Das teilte die Dienstleistungsgewerkschaft am Mittwoch in Berlin mit. Die Verhandlungen waren am 19. April für gescheitert erklärt worden. Daraufhin hatte Verdi die Urabstimmung eingeleitet und einen unbefristeten Arbeitskampf ab kommenden Freitag vorbereitet.

Mit dem Abstimmungsergebnis erhöht Verdi den Druck auf den Arbeitgeber in den Tarifverhandlungen, die beide Tarifparteien am Morgen wieder aufgenommen hatten. Dabei zeichnete sich kurzfristig ein Ergebnis ab.

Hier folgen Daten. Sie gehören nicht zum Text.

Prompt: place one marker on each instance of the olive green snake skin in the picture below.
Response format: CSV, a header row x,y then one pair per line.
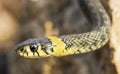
x,y
74,43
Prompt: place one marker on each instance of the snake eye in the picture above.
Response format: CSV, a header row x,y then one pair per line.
x,y
34,47
21,49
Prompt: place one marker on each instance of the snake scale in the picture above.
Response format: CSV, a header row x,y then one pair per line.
x,y
75,43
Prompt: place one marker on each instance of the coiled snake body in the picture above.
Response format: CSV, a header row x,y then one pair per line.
x,y
74,43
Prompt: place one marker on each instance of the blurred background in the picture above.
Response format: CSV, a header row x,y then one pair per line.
x,y
24,19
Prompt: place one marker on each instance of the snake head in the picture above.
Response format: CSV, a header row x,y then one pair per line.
x,y
35,48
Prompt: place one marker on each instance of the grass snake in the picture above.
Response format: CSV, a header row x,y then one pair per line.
x,y
74,43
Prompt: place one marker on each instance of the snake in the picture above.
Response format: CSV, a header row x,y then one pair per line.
x,y
71,44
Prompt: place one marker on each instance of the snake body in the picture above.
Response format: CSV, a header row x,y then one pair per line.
x,y
74,43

Die Gewerkschaft lud für Mittwochnachmittag zu einer Pressekonferenz nach Köln ein. Sie wollte über die aktuelle Situation und eventuelle Beschlüsse einer Sitzung des Tarifkommission informieren. Die Kommission sollte das mit der Post erzielte Verhandlungsergebnis bewerten.

Zuversicht auf beiden Seiten

Beide Seiten hatten sich zuversichtlich gezeigt, noch eine Lösung am Verhandlungstisch zu finden, mit der ein von ver.di für Anfang Mai geplanter großer Streik in letzter Minute abgewendet werden würde. Bei dem Verhandlungspaket geht es um Kündigungsschutz, Arbeitszeiten und die Anhebung der Löhne.

Verdi fordert den Verzicht der Post auf eine Arbeitszeitverlängerung für die Angestellten und Beamten sowie sieben Prozent mehr Geld. Die Post will die derzeitige Wochenarbeitszeit von 38,5 Stunden für die 130.000 Tarifangestellten um eine halbe Stunde, für die 55.000 Beamten um anderthalb Stunden erhöhen. Sie bietet 5,5 Prozent mehr Lohn. Vom Ausgang der Tarifverhandlungen hängt ab, ob es ab Freitag tatsächlich zu unbefristeten Streiks bei der Post kommt.